Rufius
There are interesting stories alluded to in Sarah Walton’s Rufius, including the destruction of the Great Library at Alexandria, the repository for many ancient manuscripts that are lost to us forever. The story of how the Christian Bible was assembled is also referred to: supposed heretic texts that contradicted the approved story were destroyed, and the followers of those texts persecuted. Unfortunately, Walton has chosen to use those stories as backdrop only, focusing instead on her transgressive protagonist Rufius and his passion for his young adolescent ward, Aeson.

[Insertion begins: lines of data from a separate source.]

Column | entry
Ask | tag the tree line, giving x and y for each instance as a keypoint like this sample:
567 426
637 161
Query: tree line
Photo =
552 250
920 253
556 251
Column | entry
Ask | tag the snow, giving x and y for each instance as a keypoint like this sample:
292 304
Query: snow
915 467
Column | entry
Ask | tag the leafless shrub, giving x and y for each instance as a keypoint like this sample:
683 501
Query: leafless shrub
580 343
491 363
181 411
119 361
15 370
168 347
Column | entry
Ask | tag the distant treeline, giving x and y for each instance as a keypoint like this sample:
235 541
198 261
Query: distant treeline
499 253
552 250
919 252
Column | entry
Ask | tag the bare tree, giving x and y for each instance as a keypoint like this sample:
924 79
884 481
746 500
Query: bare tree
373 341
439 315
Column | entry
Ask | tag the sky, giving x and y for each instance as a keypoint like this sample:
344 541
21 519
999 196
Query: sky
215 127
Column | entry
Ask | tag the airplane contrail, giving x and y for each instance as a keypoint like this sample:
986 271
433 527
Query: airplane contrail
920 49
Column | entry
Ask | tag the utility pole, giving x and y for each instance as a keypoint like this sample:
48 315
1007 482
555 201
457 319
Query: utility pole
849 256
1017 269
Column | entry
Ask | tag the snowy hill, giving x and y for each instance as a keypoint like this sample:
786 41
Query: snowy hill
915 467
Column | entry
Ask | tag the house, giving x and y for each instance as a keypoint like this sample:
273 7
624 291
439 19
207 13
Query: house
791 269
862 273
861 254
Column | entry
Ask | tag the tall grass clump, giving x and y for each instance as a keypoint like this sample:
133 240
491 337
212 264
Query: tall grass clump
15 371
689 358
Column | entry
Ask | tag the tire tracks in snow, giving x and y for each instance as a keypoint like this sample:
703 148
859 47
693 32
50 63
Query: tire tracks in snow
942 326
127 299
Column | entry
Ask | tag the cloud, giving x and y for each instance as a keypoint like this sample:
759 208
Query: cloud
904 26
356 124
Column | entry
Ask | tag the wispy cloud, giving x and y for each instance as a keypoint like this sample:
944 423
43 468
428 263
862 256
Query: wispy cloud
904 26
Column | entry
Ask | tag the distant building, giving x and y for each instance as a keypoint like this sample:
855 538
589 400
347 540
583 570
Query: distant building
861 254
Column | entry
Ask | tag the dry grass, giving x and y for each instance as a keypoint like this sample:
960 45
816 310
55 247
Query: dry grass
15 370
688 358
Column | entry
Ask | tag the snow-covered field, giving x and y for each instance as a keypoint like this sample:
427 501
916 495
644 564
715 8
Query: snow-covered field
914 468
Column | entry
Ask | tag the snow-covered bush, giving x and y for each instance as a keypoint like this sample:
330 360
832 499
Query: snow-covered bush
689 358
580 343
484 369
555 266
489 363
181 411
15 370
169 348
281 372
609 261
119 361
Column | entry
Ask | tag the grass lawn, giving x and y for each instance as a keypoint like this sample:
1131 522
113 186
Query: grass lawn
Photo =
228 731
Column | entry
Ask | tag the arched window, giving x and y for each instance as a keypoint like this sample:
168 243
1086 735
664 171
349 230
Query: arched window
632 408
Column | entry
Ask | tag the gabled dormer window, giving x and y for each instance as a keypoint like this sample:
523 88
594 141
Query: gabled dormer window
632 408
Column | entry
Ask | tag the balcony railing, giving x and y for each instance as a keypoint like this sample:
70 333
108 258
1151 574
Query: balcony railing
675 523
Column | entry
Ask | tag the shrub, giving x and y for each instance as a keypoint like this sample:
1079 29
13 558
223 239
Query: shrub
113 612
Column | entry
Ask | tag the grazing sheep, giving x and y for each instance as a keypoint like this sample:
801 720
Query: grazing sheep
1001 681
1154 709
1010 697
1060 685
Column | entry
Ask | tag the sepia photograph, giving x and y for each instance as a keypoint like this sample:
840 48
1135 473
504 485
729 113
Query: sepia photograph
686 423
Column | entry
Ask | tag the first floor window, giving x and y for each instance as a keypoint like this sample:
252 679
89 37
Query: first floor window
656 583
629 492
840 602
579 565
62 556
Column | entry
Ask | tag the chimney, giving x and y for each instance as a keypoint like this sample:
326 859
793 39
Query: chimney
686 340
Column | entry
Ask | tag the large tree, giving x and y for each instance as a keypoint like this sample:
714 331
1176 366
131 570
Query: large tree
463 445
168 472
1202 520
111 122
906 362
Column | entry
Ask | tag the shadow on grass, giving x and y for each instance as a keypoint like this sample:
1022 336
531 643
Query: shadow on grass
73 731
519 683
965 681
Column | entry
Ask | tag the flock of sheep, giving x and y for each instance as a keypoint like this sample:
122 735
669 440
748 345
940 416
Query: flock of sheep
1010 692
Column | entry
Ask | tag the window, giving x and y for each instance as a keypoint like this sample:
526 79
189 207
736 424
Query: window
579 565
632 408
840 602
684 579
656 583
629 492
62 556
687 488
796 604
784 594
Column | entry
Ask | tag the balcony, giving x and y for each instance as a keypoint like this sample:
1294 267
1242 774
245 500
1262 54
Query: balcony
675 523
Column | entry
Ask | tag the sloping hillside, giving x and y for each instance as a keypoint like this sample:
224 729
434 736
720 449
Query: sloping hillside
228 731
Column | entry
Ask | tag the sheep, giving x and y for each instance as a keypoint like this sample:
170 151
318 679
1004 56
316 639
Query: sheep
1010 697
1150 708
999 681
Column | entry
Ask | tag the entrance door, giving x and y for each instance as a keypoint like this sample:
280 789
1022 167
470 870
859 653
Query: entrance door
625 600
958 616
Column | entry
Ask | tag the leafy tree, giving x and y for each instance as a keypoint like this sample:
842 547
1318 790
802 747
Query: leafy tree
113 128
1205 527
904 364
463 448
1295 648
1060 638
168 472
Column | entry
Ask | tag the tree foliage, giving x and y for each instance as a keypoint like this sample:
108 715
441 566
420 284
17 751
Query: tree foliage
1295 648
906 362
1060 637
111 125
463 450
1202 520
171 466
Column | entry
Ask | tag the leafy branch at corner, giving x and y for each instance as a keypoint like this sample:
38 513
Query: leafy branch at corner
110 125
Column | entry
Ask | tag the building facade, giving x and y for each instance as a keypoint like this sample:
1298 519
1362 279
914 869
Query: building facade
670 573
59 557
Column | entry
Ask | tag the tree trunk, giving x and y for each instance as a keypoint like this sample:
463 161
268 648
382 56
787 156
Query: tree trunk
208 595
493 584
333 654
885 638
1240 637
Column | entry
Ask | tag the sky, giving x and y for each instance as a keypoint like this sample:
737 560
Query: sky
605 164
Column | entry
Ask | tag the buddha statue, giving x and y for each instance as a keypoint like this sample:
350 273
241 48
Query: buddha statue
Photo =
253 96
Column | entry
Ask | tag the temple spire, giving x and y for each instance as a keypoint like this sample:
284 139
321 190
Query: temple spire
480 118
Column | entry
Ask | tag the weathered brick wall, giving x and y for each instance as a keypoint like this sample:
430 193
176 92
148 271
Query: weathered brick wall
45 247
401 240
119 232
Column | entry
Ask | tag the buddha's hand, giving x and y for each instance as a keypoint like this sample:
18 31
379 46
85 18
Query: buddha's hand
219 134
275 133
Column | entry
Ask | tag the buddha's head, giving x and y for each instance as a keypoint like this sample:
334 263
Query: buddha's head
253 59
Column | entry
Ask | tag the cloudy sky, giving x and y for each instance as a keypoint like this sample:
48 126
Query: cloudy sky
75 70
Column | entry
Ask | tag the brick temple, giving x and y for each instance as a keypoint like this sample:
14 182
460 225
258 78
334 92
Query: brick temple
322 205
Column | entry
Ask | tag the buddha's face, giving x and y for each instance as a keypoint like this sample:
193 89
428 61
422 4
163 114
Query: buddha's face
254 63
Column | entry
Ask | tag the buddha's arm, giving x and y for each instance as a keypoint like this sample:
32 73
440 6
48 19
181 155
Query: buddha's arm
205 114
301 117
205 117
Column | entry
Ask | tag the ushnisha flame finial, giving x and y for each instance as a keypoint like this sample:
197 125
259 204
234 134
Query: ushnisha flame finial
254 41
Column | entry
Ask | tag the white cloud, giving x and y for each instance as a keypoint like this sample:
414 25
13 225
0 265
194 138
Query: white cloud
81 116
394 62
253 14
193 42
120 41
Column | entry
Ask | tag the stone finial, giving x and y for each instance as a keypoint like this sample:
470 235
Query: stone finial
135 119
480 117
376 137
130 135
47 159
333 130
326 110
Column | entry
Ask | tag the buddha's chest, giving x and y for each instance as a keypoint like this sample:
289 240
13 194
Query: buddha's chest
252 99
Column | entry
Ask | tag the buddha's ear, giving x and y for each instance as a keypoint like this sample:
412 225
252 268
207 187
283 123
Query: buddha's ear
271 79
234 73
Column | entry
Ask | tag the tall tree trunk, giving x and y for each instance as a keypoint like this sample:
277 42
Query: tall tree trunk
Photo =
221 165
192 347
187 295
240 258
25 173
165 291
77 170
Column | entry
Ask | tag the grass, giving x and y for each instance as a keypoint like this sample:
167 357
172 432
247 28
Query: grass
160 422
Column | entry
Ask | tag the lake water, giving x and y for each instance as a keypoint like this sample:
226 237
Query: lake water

Walton makes it clear that Rufius’ sexual preferences are unusual; that as a cinaedus, a man who enjoys penetration, he was more likely to prefer adult men. Some writers have written brilliantly about forbidden relationships, Lolita being the obvious example, but Walton is no Nabokov, and Rufius lacks an examination of the tension between what readers might find morally repulsive and what characters find enjoyable.
Rufius is not a terrible book, and it contains some interesting characters, particularly Aeson, but it does fall short of its potential. Ominous prophecies are uttered in the opening chapters but abandoned by the end. When Rufius is watching the destruction of the books around him he thinks of Euripides’ Bacchae, certain to be “on the Archbishop’s heretical hitlist”, but the Bacchae survived. How much better it would have been to choose or invent a text known to be lost to us? This is a small misstep, but it is indicative of the larger missteps taken with what could have been a great book.